Там бездна материала.
И во всем этом, во всех тех сказаниях, герой сталкивается с невозможными задачами.
И одерживает победу.
С таким блестящим учеником мистер МакГилл сиял, показывая себя с наилучшей стороны. Это было просто: мы — повествователи. Воображение в Ирландии выходит за рамки потустороннего мира. Это было где-то там. Это было где-то Далеко, прежде чем «далеко» было изобретено в Калифорнии, потому что несколько веков сидения без дела под дождем создает далекие земли и простор для воображения. В качестве доказательства подумайте о Брэме Стокере — он был прикован к постели, пока ему не исполнилось восемь лет, и, дыша влажным воздухом Дублина, лежал там без телевизора и радио, но с поднимающимся хрипом из его груди, действующим как постоянное напоминание, что скоро он отправится в мир иной. Даже после того, как он женился на Флоренс Болкомб с улицы Марино Кресент в Дублине (у нее был непревзойденный талант выбирать не того человека; она уже рассталась с Оскаром Уайлдом, как с проигранным делом в Департаменте Любви, когда встретила этого Брэма Стокера и подумала, какой он милый), даже после того, как Брэм переехал в Лондон, он не мог ускользнуть от своих больших темных фантазий, какие были в Дублине, и вот однажды дальше по течению реки он отнерестился «Дракулой» (Книга 123, Нортон, Нью-Йорк). Джонатан Свифт только устраивался на Честерфилдском Диване в Дублине, когда его мозг начал плыть в Лилипутию и Блефуску (Книга 778, «Путешествия Гулливера», Джонатан Свифт, Пингвин, Лондон). Еще пара наводнений, и он отправился дальше, отправился в Бробдиньяг, Лапуту, Бальнибарби, Глаббдобдриб, Лаггнегг и… Японию, прежде чем поехал еще дальше, к Гуигнгнмам. Прочитайте «Путешествия Гулливера», когда заболеете и свалитесь в постель, и вы будете в отъезде. Смею вас уверить. Вы мысленно перенесетесь далеко-далеко, и даже когда вас унесет поток, вы будете думать, что ни один писатель никогда не заходил столь Далеко. Что-то вроде того могло пригрезиться только в Ирландии.
Чарльз Диккенс признавал это. Он приезжает в Дублин 25 августа 1858 года для того, чтобы Наполнить свое воображение. Останавливается в Отеле Моррисона на Нассо-Стрит (я знаю, вас пугает, что я это знаю, но я знаю. Жареная Свинина с яблочным пюре, Хлебный пудинг). Четыре дня спустя он отправляется в Корк, регистрируется в отеле «Империал», где, по словам швейцара Иеремии Перселла, часы в переднем фойе показывают без двадцати девять уже около года, ожидая, когда их придет починить кто-нибудь из Стокс Клокс на Мак Кертэйн Стрит. (Чарльз Диккенс весьма пунктуален. Он ценит пунктуальность выше исправного посещения церкви. Он стоит, глядя на часы. Иеремия приближается и объясняет:
— Они стоят.
Чарльз смотрит на него.
— Они стоят?
— Да, сэр. Стоят. Заведены, но не идут после того, как покажут без двадцати минут.)

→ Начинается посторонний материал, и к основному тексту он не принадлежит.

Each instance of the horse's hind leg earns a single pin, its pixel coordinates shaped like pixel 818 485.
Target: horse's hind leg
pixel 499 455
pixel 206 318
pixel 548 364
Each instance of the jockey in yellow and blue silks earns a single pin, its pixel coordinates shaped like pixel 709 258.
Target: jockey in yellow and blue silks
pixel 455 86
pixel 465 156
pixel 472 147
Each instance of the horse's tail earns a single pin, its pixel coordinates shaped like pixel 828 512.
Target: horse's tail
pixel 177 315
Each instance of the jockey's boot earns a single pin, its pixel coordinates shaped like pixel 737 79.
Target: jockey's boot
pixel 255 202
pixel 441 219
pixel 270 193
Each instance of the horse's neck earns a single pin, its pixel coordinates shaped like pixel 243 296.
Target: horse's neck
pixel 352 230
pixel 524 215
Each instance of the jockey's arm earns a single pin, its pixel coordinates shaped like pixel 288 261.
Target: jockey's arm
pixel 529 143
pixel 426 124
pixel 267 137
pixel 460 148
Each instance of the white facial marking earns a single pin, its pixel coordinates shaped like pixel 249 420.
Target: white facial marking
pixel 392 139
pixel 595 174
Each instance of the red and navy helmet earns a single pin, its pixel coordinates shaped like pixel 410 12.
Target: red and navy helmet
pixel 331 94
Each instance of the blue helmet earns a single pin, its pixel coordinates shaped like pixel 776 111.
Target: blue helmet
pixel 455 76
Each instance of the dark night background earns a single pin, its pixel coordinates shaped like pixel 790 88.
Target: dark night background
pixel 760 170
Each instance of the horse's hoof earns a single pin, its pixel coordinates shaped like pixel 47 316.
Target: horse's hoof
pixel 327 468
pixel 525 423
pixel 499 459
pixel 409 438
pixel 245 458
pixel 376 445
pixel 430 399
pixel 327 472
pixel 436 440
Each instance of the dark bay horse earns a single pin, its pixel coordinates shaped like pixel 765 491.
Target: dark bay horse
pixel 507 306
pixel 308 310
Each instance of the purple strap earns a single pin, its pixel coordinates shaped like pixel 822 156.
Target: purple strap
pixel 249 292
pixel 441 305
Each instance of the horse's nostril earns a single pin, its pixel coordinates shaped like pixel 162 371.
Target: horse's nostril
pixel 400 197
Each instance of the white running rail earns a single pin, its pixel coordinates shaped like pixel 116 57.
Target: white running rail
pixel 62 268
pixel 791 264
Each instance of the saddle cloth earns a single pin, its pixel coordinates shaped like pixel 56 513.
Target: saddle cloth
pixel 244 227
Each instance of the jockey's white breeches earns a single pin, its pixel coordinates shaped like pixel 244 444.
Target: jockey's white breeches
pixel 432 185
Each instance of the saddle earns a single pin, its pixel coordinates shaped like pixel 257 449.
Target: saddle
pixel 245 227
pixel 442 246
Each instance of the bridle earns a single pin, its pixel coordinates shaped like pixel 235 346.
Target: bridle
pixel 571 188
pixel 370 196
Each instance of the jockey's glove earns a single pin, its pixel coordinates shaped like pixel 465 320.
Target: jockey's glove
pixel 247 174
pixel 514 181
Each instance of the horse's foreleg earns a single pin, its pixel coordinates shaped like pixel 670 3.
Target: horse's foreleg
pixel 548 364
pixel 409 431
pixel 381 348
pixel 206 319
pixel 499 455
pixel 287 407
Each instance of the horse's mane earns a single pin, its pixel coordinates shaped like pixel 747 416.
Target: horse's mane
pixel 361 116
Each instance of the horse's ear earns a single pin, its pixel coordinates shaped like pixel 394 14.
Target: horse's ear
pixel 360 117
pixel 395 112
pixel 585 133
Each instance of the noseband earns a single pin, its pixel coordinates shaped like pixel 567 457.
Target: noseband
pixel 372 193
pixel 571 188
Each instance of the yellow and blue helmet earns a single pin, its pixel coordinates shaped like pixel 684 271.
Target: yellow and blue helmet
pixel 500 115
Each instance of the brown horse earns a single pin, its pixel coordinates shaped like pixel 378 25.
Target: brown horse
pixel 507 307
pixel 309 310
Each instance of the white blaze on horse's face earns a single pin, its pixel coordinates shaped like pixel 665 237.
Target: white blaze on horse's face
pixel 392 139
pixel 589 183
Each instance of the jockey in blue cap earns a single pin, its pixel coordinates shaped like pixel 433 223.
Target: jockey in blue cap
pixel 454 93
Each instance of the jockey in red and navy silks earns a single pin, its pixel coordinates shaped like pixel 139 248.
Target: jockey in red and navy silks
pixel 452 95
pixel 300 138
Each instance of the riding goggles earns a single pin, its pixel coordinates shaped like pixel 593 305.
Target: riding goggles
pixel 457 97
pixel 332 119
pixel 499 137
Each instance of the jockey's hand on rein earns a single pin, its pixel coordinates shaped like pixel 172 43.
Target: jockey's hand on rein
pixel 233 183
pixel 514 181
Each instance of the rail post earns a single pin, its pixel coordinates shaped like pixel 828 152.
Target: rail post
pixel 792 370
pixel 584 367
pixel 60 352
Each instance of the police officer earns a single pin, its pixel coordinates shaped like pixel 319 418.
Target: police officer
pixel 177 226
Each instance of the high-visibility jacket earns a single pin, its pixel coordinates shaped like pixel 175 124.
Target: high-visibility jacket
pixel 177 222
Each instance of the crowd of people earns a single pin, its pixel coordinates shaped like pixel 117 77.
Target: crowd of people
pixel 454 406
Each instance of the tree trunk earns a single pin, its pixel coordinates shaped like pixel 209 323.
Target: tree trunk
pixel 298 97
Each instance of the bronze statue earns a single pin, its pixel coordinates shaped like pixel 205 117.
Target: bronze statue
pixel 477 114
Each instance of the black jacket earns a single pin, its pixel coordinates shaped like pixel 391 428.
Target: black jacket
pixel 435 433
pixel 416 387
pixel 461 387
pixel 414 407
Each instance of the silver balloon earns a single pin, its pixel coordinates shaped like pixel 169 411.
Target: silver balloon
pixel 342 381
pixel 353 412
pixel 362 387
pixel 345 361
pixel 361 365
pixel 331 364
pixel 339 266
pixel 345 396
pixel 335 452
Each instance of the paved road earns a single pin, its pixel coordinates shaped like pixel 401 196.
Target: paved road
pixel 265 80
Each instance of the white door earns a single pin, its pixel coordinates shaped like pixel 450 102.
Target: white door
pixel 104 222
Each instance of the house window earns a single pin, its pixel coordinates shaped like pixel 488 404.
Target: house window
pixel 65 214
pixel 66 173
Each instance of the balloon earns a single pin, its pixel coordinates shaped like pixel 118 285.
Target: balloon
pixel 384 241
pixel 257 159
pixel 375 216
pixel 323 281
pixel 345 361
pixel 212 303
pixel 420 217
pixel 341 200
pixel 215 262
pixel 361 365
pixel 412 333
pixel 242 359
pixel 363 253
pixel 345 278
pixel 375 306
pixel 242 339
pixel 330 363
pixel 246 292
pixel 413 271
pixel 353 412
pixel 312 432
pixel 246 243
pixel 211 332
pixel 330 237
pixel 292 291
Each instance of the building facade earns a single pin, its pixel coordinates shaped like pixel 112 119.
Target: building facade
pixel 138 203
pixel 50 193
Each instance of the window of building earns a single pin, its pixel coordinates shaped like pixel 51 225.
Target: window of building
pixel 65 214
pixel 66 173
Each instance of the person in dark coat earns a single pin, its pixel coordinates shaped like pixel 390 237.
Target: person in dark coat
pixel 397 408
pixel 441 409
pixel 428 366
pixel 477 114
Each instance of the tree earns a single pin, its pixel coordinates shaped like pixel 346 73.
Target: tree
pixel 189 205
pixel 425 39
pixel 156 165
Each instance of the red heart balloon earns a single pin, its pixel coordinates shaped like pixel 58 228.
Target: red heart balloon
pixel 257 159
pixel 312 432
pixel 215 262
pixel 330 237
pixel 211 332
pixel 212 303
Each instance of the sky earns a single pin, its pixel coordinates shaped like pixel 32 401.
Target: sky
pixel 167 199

На следующий день рано утром Чарльз садится в экипаж и едет в Замок Бларни, построенный из темного камня. Из-за дождя здесь даже днем мрачно, и это место заставляет Диккенса задуматься. Он шагает вверх через ступеньку, немного намокает, но продолжает идти, затем выгибает спину назад, перегибаясь через край парапета — нет-нет, это вовсе не остеопатия, — чтобы поцеловать Камень Бларни.
Дорогой Читатель, Диккенс делает это, ведь даже Самому Богатому Воображению В Мире, Самому Неподражаемому, нужно было немного ирландского. И это сработало. Чарльз Диккенс не вернулся в Лондон через два дня. Его удобные ботинки 8 размера для пеших походов еще не высохли у огня, от пальто еще веет торфяным дымом и клонакилтской кровяной колбасой, когда он углубляется в раздумья о темном каменном доме. Диккенс сидит в кабинете, говорит себе: «Без двадцати девять. Часы стоят. Без двадцати девять». Вот и все, что требуется. Эта деталь — все, что ему надо. Хороший человек Иеремия. Спасибо, Стокс на Мак Кертэйн Стрит. Поскольку теперь, Боз, о, Боз, Чарльз сосет дольку апельсина, в тридцать седьмой раз пытаясь очистить свое небо от жаркого, какое готовят в графстве Корк, выплевывает косточку приличного размера, и она со звоном падает в металлическое мусорное ведро около его стола. Он берет перо и создает Филипа Пиррипа.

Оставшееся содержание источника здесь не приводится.